A min-heap is a type of binary heap data structure where the parent node is always smaller than or equal to its child nodes. This ensures that the smallest element is always at the root of the heap.

Key Characteristics of a Min-Heap

Heap Property: In a min-heap, for any given node i, the value of i is less than or equal to the values of its children. This makes the smallest element always reside at the root of the tree.
Complete Binary Tree: A min-heap is a complete binary tree, meaning all levels of the tree are fully filled except possibly the last level, which is filled from left to right.

Operations on a Min-Heap

Insertion (heappush): When a new element is added, it is placed at the end of the tree (maintaining the complete tree property) and then "bubbled up" to its correct position to maintain the heap property. This operation takes (O(log n)) time.
Find Minimum (heap[0]): The minimum element can be accessed directly at the root (index 0 in an array representation). This operation takes (O(1)) time.
Removal of Minimum (heappop): To remove the smallest element (root), the last element is moved to the root position, and then "bubbled down" to restore the heap property. This operation also takes (O(log n)) time.

Example of a Min-Heap

Consider the following min-heap:

Array Representation: [3, 5, 8, 10, 15, 20]
The smallest element, 3, is at the root.
Each parent node is smaller than its children, maintaining the min-heap property.

Summary

A min-heap is a binary tree data structure that allows efficient retrieval of the smallest element. It is used in various algorithms, such as priority queues, where elements need to be processed based on their priority (smallest first). The reason we would use this over a sorted list is when we have to insert and remove a lot of item to a list while keeping the sort order.

Answer

The question requires us to repeatedly find the two largest numbers from a list, compare them, and add the difference back to the list. This process is repeated until there is only one or no rock left.
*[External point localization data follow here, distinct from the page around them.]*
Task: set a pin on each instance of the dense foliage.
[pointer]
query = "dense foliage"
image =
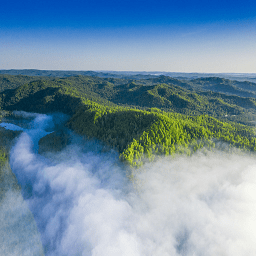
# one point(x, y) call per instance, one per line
point(142, 118)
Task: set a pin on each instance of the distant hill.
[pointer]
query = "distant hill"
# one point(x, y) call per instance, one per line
point(139, 120)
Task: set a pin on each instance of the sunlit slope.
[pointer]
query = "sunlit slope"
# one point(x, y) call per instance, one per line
point(138, 134)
Using a heap to solve this problem poses a challenge because we need to frequently access the largest numbers, which requires a max heap. However, Python’s heapq module provides a min-heap by default. To simulate a max heap, we can multiply all the numbers by -1. This way, the largest number becomes the smallest in terms of negative values, and we can efficiently use the min-heap as a max heap.

We then repeatedly extract the two largest elements (smallest in negative form), compare them, and if they are not equal, we compute their difference and add it back to the heap.
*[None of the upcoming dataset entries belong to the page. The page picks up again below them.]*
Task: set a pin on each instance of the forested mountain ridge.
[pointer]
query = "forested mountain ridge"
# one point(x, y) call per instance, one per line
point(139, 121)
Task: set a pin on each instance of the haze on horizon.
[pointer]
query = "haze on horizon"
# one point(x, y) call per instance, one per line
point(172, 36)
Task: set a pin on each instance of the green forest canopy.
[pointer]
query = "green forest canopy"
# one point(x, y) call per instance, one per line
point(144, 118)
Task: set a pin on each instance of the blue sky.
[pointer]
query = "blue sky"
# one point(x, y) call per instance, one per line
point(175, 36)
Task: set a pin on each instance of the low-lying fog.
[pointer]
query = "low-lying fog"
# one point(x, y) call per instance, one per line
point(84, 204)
This process continues until there is one or no rock left, and we return the remaining value and if they are not equal we can take the difference and add it back to the heap.
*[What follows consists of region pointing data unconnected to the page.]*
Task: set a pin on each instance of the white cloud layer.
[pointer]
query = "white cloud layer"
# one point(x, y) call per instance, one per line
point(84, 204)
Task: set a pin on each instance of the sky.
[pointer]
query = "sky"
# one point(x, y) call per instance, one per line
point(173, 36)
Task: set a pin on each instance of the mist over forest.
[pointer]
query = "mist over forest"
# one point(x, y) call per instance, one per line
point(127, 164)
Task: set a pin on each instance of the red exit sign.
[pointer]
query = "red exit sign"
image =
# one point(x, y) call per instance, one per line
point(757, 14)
We repeat this until we have one on no rock left and return the remaining values

class Solution(object):
    def lastStoneWeight(self, stones):
        """
        :type stones: List[int]
        :rtype: int
        """
        if not stones:
            return 0
        negative = [-s for s in stones]
        heapq.heapify(negative)
        while len(negative) > 1:
            y = heapq.heappop(negative)
            x = heapq.heappop(negative)
            if x != y:
                heapq.heappush(negative,(y - x))
        return -negative[0] if negative else 0

Time Complexity

Creating a Negative List:
Converting all elements to negative values takes (O(n)) time because we visit each element in the list exactly once.
Heapify:
Transforming the list into a heap takes (O(n)) time. This is because heapify can be done in linear time for a list of (n) elements.
Processing the Heap:
In the worst case, we perform up to (n - 1) operations where we remove the two largest elements and push the result back into the heap. Each heappop operation and heappush operation on a heap takes (O(log n)) time. Therefore, the time complexity for this loop is (O(n log n)).

Combining all these steps:

Creating the negative list: (O(n))
Heapifying the list: (O(n))
Processing the heap (loop): (O(n log n))

The overall time complexity is (O(n log n)). This is because the (O(n log n)) term dominates the linear terms (O(n)).

Space Complexity

The space complexity is O(N) since at any given point we are storing a heap with maximum length of n.